Easter in the South is a funny thing. Pretty much everybody is in church Sunday morning. It’s a relatively true stereotype that Easter and Christmas are the two days in the year when everybody is in church whether they want to be or not. We actually didn’t go this year (I know; shocking). Part of it was that we still haven’t found a church we want to call home, and part of it was that after working til almost 4 in the morning two nights in a row at my second job I was ready to sleep. So my only exposure to the whole Easter Sunday church thing was through my Facebook feed, where it seemed like everybody, whether they live down here in the South or back up north in Canada, had this “He is risen!” status going on. The Resurrection of Jesus, if you believe in that sort of thing, is what Easter is all about for us as Christians and it was good to see everyone happy and celebrating.
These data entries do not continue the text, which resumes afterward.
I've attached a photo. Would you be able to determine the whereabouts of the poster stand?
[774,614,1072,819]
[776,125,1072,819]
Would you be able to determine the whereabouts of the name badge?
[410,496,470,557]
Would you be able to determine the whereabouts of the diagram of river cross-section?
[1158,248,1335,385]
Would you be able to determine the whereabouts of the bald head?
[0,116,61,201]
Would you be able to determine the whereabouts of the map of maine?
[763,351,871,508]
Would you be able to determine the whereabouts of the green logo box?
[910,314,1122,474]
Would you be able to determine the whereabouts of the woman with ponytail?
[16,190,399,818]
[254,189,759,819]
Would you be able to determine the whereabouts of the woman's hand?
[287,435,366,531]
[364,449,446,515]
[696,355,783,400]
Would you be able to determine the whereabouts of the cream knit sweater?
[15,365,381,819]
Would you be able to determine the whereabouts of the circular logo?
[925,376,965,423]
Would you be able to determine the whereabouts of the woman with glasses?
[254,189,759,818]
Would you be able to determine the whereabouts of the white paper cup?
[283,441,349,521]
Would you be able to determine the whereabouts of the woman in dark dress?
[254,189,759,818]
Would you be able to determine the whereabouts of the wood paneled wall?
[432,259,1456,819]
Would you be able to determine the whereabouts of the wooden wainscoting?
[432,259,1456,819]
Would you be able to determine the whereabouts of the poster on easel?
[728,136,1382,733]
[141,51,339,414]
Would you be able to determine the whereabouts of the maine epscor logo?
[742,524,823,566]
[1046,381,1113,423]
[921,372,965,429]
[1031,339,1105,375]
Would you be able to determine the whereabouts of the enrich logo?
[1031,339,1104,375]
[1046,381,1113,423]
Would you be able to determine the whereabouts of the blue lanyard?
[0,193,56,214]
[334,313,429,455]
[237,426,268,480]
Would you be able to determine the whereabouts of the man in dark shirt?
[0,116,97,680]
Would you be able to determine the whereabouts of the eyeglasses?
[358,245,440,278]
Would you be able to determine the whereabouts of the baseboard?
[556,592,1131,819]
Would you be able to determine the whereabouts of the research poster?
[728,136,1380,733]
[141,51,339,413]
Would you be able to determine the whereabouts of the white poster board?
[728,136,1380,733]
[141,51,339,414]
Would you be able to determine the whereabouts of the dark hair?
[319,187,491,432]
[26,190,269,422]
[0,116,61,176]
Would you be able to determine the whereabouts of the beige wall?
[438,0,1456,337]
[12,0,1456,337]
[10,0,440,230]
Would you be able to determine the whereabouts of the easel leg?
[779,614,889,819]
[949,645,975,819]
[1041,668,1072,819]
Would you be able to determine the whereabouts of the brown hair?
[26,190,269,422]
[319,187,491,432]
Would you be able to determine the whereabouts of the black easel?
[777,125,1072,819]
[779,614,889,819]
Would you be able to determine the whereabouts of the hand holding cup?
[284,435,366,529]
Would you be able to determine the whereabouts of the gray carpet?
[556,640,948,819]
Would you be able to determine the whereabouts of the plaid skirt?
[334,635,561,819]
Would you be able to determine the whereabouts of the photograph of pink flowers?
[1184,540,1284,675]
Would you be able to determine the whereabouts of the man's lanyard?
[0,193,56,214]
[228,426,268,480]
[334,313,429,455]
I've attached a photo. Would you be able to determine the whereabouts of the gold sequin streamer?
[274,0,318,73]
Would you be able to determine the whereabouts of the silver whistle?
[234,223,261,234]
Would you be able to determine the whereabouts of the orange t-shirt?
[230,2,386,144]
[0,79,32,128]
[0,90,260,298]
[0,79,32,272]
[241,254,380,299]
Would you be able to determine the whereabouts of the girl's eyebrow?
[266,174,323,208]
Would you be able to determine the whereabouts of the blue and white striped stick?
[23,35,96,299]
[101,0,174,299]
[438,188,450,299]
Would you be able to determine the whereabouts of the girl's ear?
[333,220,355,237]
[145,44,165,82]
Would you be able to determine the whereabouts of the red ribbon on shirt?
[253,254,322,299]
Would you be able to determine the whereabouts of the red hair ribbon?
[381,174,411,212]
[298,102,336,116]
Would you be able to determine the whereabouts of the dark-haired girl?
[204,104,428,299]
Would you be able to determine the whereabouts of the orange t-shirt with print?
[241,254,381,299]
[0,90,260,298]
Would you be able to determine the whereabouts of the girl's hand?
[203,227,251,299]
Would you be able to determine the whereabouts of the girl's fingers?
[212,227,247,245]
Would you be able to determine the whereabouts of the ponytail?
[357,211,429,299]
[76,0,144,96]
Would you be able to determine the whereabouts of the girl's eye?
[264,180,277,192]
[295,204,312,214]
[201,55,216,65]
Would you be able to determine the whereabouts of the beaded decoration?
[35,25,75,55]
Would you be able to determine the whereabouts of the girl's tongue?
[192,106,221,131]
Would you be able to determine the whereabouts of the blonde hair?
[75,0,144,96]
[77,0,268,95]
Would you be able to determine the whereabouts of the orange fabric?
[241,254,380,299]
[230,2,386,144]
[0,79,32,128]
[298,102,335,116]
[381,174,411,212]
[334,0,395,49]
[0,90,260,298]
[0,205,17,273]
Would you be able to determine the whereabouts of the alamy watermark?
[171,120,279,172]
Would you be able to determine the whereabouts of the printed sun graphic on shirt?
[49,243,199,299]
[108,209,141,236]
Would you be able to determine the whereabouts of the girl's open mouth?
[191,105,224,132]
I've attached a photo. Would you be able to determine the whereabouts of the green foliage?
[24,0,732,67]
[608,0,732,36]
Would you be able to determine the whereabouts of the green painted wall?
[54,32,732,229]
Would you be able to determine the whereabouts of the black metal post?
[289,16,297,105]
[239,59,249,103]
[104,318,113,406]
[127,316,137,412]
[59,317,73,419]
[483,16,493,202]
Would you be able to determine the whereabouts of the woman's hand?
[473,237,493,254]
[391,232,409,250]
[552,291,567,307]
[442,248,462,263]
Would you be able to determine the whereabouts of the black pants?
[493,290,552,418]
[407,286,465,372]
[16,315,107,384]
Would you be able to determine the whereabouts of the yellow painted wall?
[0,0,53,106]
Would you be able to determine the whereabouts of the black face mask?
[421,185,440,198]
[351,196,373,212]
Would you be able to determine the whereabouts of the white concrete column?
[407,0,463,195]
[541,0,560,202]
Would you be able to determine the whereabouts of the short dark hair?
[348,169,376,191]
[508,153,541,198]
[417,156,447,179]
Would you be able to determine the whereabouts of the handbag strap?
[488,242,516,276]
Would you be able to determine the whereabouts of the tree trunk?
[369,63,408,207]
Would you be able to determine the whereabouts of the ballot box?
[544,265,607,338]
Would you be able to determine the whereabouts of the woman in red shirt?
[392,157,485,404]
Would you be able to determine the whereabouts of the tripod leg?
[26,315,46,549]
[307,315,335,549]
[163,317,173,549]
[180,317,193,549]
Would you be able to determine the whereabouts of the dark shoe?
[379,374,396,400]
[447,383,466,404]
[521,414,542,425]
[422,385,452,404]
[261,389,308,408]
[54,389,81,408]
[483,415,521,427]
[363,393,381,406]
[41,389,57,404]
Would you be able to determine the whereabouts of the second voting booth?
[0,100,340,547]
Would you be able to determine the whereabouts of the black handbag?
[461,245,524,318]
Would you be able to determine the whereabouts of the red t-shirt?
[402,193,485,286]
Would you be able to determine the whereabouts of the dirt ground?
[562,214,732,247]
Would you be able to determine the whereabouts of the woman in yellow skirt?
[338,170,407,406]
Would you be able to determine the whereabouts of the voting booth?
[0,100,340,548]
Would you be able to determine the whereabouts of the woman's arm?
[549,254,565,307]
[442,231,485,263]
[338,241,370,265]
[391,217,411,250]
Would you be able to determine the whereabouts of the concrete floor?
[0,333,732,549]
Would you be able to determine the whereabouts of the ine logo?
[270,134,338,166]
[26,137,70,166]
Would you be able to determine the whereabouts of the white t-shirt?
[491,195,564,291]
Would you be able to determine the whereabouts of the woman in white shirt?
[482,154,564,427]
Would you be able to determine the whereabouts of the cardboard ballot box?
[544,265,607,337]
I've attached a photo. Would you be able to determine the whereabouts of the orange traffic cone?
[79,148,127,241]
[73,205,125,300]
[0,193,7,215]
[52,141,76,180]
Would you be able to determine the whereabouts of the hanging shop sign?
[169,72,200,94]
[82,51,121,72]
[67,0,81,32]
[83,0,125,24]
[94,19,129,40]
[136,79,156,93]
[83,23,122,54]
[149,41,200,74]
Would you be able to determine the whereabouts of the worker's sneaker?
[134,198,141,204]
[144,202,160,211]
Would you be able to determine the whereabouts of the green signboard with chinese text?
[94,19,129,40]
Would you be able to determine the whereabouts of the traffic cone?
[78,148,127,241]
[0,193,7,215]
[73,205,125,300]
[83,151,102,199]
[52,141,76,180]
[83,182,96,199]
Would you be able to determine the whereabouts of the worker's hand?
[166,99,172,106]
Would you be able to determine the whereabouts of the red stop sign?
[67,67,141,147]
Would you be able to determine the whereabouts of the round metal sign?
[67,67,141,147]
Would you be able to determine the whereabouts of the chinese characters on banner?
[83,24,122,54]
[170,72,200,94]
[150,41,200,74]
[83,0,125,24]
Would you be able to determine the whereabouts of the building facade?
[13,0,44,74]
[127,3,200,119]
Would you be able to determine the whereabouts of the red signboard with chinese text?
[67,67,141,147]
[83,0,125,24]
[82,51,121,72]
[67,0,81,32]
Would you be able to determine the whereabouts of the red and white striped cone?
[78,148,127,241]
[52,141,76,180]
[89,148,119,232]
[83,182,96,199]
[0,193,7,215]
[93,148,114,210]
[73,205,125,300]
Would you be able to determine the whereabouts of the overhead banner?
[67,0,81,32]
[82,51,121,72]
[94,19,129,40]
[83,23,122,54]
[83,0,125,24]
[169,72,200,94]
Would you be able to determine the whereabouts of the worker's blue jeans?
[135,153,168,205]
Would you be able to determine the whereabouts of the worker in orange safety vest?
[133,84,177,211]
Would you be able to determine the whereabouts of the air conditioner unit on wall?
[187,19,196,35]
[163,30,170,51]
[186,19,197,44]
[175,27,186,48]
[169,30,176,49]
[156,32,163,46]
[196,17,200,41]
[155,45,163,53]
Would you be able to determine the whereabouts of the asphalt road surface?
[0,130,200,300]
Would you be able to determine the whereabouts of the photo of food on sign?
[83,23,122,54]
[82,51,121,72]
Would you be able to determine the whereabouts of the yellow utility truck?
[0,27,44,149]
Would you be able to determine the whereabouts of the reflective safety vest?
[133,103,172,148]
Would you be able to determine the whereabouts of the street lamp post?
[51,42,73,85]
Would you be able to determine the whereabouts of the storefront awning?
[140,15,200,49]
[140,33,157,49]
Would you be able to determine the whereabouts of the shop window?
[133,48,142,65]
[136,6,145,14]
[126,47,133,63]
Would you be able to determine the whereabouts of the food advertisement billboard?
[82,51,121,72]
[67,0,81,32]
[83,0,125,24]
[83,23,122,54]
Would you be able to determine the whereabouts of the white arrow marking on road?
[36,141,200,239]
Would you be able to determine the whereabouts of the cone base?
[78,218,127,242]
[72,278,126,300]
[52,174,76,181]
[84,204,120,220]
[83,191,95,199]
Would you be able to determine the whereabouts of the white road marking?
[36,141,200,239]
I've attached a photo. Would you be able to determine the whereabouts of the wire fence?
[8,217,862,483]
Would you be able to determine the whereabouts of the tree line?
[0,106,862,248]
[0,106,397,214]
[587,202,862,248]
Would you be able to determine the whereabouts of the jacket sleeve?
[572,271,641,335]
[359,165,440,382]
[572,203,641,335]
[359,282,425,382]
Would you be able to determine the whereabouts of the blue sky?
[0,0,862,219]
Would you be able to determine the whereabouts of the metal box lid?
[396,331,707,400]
Thing is, not everyone was celebrating. I follow a number of different groups and pages of people who have been hurt by us because of who they are. And on Easter Sunday, they were angry. Frustrated. Resentful. “Happy Zombie Day!” was about the most polite status I saw. It makes me sad… most of us as Christians have no idea these people exist. It’s all wonderful to celebrate Easter and post statuses about it and go to church and do what we’re supposed to do, but when it comes to actually engaging with the world around us, to actually responding to the hurt in this world (especially the hurt that we’ve caused), we… we don’t. We sit in our little bubbles and we offer to pray for people and then we go on about our day.
We have a problem. We’re supposed to be ambassadors for Christ and yet the only message we seem to be giving out to many people is that they don’t matter. They’re evil. They’re living in sin. What is it going to take for us to actually get to know these people? To love them for who they are and not for who we think they should be? What is it going to take?